With NCLB reauthorization up for renewal (newest suggested name by Sens. Lieberman, Landrieu, and Coleman “All Students Can Achieve”), the Aspen Institute is playing a major part in drafting some suggested changes. Again, it mostly more of the same numbers-driven approach to assessment, this time supposedly funding individual state’s data systems to keep track of such numbers. At the same time, a new coalition, NCLB Works, composed of groups like the Business Roundtable and the Education Trust, have made it clear they like the NCLB moniker. It’s important to note that each time the more than 40-year-old Elementary and Secondary Education Act is reauthorized, a name change usually follows.
However, it is groups like the Education Trust and the Business Roundtable which are doing their finest work in pushing for the hostile takeover of the public schools, ostensibly under the guise of pushing for reauthorization of NCLB. Gerald Bracey offers a well needed response to one of the most often referred to pieces of analysis; international comparisons, and their use as a cudgel to attack the American public school system. Bracey points out that one part of these global education comparison studies that receive little discussion in the yearly hand wringing reports on our failings as a nation to educate our children, is the lack of a level playing field when it comes to poverty. Amy Wilkins of the Education Trust is quoted recently as saying, “Our most affluent kids are getting their lunches eaten by kids in other countries. The system we have has not served our children well. There is no point pouring more federal money into very broken bottles.” Baloney.

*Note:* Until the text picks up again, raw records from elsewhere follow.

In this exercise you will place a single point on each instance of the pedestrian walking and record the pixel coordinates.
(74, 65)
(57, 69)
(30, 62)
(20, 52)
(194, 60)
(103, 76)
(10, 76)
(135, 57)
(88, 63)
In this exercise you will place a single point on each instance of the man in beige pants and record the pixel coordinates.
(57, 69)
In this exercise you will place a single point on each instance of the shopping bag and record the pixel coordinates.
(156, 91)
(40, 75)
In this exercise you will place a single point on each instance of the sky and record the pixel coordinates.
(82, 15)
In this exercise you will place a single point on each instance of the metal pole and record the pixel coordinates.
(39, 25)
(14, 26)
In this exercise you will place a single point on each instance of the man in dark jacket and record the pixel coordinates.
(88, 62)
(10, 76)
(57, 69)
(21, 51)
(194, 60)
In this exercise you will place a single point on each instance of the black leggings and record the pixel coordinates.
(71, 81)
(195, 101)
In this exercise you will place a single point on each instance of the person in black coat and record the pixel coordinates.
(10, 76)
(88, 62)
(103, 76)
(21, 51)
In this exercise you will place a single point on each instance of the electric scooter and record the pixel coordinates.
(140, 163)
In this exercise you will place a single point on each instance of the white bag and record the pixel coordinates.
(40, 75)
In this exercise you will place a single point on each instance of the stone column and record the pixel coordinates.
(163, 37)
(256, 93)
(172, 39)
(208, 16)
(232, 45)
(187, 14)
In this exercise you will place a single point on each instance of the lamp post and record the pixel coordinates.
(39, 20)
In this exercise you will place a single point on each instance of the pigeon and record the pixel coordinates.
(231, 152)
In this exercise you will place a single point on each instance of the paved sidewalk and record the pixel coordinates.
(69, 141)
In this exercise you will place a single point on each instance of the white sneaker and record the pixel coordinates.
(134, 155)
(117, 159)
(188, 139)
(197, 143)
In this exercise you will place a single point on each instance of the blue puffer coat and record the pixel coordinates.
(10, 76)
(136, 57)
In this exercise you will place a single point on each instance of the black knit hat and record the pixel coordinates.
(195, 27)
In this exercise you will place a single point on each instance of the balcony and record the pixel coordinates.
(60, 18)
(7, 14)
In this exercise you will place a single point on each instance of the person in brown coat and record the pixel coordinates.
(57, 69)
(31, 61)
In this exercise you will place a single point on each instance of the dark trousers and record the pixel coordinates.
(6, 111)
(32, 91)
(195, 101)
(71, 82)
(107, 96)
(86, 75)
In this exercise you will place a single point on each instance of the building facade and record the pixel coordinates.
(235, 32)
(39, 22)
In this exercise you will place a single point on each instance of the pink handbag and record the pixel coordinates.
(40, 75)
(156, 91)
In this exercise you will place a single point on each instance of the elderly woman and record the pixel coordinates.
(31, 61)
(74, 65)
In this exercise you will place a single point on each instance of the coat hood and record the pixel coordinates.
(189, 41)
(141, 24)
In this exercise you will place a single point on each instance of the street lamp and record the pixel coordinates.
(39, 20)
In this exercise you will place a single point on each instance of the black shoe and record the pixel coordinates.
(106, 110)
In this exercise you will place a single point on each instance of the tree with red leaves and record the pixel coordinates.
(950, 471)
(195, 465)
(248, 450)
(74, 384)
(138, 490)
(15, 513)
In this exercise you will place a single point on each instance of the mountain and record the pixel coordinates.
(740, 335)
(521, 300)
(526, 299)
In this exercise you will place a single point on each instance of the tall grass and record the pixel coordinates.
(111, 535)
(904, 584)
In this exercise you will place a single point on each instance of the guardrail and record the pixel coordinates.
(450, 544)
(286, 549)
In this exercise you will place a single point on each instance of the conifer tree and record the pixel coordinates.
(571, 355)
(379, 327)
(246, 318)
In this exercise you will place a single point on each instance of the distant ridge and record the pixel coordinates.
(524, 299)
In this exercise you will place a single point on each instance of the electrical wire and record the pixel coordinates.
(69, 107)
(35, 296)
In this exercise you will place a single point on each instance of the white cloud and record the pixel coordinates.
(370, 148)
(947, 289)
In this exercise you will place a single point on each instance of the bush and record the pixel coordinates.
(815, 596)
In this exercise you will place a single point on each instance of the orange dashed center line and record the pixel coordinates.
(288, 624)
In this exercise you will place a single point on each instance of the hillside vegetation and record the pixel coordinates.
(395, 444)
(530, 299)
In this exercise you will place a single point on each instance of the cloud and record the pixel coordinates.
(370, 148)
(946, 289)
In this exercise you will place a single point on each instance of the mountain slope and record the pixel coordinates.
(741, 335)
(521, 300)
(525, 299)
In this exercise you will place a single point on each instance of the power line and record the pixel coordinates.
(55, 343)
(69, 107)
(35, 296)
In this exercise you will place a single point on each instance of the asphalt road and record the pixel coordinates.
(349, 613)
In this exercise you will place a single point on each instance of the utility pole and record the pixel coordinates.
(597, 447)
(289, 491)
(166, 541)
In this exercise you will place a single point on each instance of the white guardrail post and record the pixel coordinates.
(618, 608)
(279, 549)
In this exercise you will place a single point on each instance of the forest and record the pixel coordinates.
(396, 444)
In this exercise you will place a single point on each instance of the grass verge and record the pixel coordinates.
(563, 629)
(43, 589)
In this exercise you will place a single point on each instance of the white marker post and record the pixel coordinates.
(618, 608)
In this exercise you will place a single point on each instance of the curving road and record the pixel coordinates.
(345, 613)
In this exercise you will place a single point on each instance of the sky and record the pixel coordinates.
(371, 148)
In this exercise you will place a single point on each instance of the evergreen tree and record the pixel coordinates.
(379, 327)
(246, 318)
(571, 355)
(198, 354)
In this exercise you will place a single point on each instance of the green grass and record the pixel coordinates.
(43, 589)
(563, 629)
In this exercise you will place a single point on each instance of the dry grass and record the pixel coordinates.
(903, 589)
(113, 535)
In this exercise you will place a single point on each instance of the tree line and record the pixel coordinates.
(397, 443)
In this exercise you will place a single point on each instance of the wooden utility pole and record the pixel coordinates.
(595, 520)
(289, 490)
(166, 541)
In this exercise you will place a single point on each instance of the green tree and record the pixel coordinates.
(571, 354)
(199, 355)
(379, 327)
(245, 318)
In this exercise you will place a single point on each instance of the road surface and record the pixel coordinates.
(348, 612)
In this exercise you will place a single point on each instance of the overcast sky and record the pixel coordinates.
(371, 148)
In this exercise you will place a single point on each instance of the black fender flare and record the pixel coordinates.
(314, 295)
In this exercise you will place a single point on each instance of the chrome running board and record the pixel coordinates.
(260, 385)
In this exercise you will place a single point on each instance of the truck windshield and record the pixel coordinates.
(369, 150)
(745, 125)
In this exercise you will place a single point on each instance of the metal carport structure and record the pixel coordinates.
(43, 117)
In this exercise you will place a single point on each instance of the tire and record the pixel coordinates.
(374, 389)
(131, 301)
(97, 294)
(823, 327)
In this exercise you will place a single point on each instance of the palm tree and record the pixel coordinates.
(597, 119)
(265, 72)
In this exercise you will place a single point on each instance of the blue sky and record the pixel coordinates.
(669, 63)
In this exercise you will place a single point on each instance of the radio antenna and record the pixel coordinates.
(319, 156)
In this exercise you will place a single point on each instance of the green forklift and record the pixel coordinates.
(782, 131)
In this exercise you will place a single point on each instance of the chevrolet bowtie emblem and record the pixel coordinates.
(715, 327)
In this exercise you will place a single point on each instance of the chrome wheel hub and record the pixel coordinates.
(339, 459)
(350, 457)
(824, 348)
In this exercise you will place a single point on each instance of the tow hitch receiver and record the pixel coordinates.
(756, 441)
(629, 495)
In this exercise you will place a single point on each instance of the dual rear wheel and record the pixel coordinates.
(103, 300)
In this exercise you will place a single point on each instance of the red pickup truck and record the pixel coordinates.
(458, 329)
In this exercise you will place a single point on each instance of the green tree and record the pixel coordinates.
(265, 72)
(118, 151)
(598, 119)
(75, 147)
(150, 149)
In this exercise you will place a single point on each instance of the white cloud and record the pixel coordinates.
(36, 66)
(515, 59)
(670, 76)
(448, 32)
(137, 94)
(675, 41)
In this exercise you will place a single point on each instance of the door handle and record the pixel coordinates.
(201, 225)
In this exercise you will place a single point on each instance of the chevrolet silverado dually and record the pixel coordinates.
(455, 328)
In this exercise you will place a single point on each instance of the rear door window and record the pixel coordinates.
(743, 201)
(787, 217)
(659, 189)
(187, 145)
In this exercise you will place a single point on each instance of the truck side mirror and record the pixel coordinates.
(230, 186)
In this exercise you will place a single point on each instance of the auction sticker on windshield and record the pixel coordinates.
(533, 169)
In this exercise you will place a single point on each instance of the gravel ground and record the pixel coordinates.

Gerald Bracey sums up this research succinctly:
“Thus, for reading and science, the two categories of US schools with the smallest percentages of students living in poverty score higher than even the highest nation, Sweden in reading, Singapore in science. In math, the top US category would be 3rd in the world.
It is only in American schools with 75% of more of their students living in poverty where scores fall below the international average.”